The qualitative comparisons of visual effect on SOTS are shown in Figure 8. We select three images from the outdoor dataset and the indoor dataset, respectively, and the upper three rows are indoor results; the left three rows are outdoor results. The first column is the hazy input, the last column is the ground-truth, and the middle columns are the dehazed results from DCP, AOD-Net, GCANet, and MSNet (ours), respectively. From the results, we can see that the DCP method suffers from severe color distortion extremely, especially in the blue sky and the halo of the sun in the last image, and it loses some details. AOD-Net cannot remove all the hazy regions from the hazy image because of its simple network architecture. In the second row of Figure 8, the fog near the tree is still there. And in the fifth row of figure 8, there still has fog near the bridge. And its brightness value is lower. GCANet also performs not well on the blue sky and sun halo in the last two rows of figure 8 especially. The images recovered from our network are almost entirely in line with real-scene information, especially, the restoration of blue sky and halo images is much better.

We further give the qualitative comparisons on the real-world dataset [38] in Figure 9, and the results are similar with those on the SOTS dataset. The DCP and GCANet still suffer from severe color distortions, such as the blue sky of rows 1 and 2, and AOD-Net cannot remove the haze completely, so the output images are of low brightness such as a result of row 3. Also, DCP cannot remove the haze completely, such as in the sky of row 3. Although none of the methods can completely remove the hazy regions such as the last row of Figure 9, other methods suffer from color distortions compare to ours. And the restoration of our method is more natural. Above all, our method is capable of performing in image details and color fidelity than other methods in general.

4.4. Ablation Studies

In this section, we present ablation experiments to discuss the different modules of our network.
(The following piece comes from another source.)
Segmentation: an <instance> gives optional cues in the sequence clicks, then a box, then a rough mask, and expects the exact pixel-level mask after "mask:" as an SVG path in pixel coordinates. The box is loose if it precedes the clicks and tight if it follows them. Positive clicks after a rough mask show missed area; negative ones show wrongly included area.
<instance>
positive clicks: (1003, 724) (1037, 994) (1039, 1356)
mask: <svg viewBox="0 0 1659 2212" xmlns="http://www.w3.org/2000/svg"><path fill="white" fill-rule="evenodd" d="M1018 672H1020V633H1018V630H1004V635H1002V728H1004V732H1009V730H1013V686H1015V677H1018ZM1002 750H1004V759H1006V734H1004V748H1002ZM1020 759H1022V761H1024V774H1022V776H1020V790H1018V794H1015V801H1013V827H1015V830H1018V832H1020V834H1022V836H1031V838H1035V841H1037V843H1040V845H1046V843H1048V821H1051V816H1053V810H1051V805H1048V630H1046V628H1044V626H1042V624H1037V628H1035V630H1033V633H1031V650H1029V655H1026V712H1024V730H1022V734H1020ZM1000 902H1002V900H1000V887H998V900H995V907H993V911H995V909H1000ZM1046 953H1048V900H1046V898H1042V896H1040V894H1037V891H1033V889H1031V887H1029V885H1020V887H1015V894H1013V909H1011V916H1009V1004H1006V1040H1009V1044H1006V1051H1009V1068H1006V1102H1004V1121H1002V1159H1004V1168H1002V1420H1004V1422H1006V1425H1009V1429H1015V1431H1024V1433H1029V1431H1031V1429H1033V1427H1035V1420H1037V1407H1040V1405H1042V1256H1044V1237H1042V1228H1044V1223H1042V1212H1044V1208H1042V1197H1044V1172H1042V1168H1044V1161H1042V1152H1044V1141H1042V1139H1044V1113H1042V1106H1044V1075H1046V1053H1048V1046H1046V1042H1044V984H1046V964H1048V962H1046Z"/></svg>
The factors below are mainly concerned: (1) the number of stages; (2) the choices of each stage; and (3) the SAB and PONO. Evaluation is performed on SOTS indoor dataset, and the images as training input are cropped to 48 × 48. The results are shown in Table 2. First, we compare the results of one-stage and two-stage without PONO and SAM. The results of the two-stage (ID 2) increased by an average of 2.3% than the results of the one-stage (ID 1). The results indicate the effectiveness of the two-stage network. Second, we prove the need of two different architectures in the two-stage network by the results of ID 2. While using two different architectures, the PSNR is increased. Finally, from the comparison of ID 3, “✘” in the table means the module is not used, and “✔” means the module is used. We can observe that while the PONO and SAM are used, the result is better.

5. Conclusion

In this work, we propose a multistage with multiattention network for image dehazing. The model consists of two different stages: one uses an encoder-decoder subnet to obtain contextual features, and the other adopts a single-scale pipeline to provide spatial image details. At each stage, a ground-truth supervision is provided, an attention mechanism is used between the two stages, and a multiattention unit with positional normalization is proposed to stack the network. The results in several benchmarks show that the proposed network outperforms the state-of-the-art methods and have a great advantage over those methods in terms of image detail and color fidelity.

Data Availability

The data used in this paper are all from public data sets, including RESIDE, Dense-Haze, and real-world dataset. which can be found in each reference in the paper.

Conflicts of Interest

The authors declare that they have no conflicts of interest.

Acknowledgments

This work was supported by the Jiangsu Industry Research Project BY2020552, and Nantong Science and Technology Program Project JC2020065.